K 本当に大事であるただ一つのことは、生きるなか善と愛と智恵の行為があることです。善は個人的でしょうか、集団的でしょうか。愛は人格的でしょうか、非人格的でしょうか。智恵はあなたのや私のや他の誰かのでしょうか。それがあなたのや私のであるのなら、そのときそれは智恵や愛や善ではありません。善が、自らの特定の趣向や判断に応じた個人や集団の事柄であるのなら、そのときそれはもはや善ではありません。善は個人の裏庭にも集団の広野にもありません。善は両方からの自由にのみ花開くのです。この善と愛と智恵があるとき、そのとき行為は個人や集団ということにおいてではありません。善を欠いて私たちは、世界を個人と集団とに分割するし、さらに集団を宗教、国家、民族、階級に応じて無数の諸集団に分割するのです。

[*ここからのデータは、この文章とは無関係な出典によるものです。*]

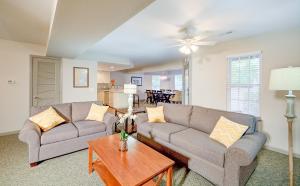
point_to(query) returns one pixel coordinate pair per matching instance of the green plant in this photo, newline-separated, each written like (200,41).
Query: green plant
(123,135)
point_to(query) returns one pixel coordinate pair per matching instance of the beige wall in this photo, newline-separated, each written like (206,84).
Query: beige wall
(15,65)
(71,94)
(209,75)
(14,98)
(172,65)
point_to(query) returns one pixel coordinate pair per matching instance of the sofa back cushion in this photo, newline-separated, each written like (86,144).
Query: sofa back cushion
(177,113)
(80,110)
(64,110)
(205,119)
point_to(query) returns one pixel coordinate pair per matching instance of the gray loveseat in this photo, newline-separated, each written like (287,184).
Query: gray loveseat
(187,133)
(64,138)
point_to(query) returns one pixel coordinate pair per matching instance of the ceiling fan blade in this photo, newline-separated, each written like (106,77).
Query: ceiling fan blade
(209,43)
(172,46)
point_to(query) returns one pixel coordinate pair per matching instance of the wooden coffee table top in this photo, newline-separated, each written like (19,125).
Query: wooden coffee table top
(134,167)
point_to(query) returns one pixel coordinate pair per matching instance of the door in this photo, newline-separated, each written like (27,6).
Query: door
(45,81)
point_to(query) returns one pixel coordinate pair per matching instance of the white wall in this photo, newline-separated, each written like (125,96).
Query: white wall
(209,75)
(71,94)
(14,98)
(103,77)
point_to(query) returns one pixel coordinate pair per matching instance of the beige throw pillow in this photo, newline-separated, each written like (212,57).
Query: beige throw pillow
(47,119)
(156,114)
(227,132)
(97,112)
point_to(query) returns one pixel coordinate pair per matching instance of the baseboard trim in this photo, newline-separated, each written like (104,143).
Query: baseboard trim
(9,133)
(280,151)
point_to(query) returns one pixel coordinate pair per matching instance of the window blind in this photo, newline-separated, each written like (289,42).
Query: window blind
(155,82)
(178,81)
(243,86)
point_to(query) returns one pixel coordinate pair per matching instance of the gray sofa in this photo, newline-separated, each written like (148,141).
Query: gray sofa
(64,138)
(187,132)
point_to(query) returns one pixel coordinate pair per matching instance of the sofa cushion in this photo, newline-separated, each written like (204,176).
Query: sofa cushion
(164,130)
(205,119)
(60,133)
(87,127)
(64,110)
(199,144)
(145,128)
(80,110)
(177,113)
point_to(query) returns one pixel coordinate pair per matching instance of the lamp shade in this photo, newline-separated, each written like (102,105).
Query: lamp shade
(285,79)
(129,89)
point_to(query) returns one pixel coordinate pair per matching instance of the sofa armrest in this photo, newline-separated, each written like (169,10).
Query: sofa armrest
(241,154)
(109,120)
(141,118)
(31,134)
(246,149)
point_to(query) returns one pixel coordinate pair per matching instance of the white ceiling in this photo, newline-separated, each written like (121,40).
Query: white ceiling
(146,37)
(111,67)
(26,20)
(78,24)
(137,31)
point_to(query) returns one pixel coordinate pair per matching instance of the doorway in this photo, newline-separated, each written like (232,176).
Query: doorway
(46,81)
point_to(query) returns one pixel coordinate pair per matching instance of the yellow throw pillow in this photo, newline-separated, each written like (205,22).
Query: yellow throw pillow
(227,132)
(156,114)
(47,119)
(97,112)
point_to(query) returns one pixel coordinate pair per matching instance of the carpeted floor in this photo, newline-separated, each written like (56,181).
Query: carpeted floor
(71,169)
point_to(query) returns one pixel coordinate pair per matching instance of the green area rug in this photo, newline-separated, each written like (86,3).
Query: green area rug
(72,169)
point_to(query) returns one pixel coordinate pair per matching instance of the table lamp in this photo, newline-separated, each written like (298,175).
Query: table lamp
(287,79)
(130,89)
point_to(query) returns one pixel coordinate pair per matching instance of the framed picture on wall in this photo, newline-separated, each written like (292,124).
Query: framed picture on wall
(80,77)
(138,81)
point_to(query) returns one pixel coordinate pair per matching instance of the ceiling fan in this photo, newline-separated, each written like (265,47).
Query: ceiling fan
(191,42)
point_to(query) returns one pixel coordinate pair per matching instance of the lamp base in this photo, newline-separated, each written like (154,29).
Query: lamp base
(290,115)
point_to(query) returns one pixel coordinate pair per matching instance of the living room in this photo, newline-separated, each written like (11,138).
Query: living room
(236,63)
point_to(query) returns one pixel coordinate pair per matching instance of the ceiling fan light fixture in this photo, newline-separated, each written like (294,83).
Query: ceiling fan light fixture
(185,50)
(194,48)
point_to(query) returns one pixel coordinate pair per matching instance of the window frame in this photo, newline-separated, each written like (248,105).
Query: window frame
(229,85)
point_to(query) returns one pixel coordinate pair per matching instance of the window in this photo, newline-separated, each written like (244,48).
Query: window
(178,82)
(243,86)
(155,82)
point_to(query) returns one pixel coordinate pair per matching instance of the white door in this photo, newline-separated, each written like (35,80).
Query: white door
(186,82)
(45,80)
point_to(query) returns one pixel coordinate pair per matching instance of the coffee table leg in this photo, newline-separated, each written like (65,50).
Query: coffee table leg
(90,159)
(169,176)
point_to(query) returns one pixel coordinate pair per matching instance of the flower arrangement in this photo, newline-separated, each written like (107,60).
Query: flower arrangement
(123,135)
(123,117)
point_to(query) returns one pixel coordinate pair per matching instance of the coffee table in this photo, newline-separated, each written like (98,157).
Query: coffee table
(137,166)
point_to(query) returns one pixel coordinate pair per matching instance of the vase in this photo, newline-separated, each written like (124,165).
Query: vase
(123,145)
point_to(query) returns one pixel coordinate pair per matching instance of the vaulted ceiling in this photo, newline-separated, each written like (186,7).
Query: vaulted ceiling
(137,31)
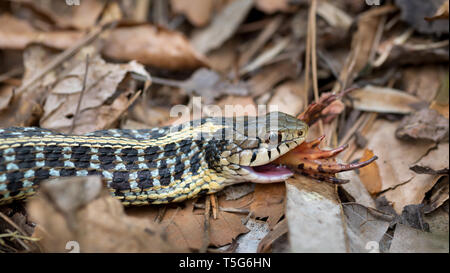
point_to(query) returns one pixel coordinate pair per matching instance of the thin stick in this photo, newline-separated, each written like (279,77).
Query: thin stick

これら諸分割を創り出したので、私たちは、新しい集団を形成することによりそれらに橋を渡そうとするのですが、それら(形成される集団)も再び他の諸集団から分割されるのです。私たちは、どの偉大な宗教もすべて仮定では人の同胞愛をもたらすために存在しているが、現行の事実ではそれを防止することが、分かるのです。私たちはいつも、すでに腐敗しているものを改革しようとするのです。私たちは腐敗を抜本的に根絶するのではなく、ただ単にそれらを配置しなおすだけなのです。

質問者 あなたは、私たちは個人と集団の間のこれら終わりなき取引に時間を費やしたり、それらは異なっているとか、それらは同様であるとかを立証しようしたりしなくてもいい、と言われているのでしょうか。あなたは、ただ善、愛、智恵のみが主題であるし、これらは個人や集団を越えていると言われているのでしょうか。

K そうです。

質問者 では、本当の疑問は、愛、善、智恵が日々生きるなかでどのように行為できるのかであるように、思われます。

K これらが行為するのなら、そのとき個人と集団の疑問は学理的なのです。

質問者 それらはどのようにして行為するのでしょうか。

K それらはただ関係のなかにのみ行為できるのです。存在すべては関係のなかにあるのです。それで、初めのことは、自らのあらゆるものごととあらゆる人との関係に気づくこと、この関係のなか「私 'me' 」がどのように生まれ、行為するのかを見ることなのです。集団と個人のどちらでもあるこの「私 'me' 」、です。分離するのは、「私 'me' 」です。集団的、個人的に行為するのは「私 'me' 」で、天国と地獄を創り出すのは「私 'me' 」です。これに気づくことがそれを理解することです。そして、それを理解することが、それの終わることなのです。それの終わることが善、愛、智恵なのです。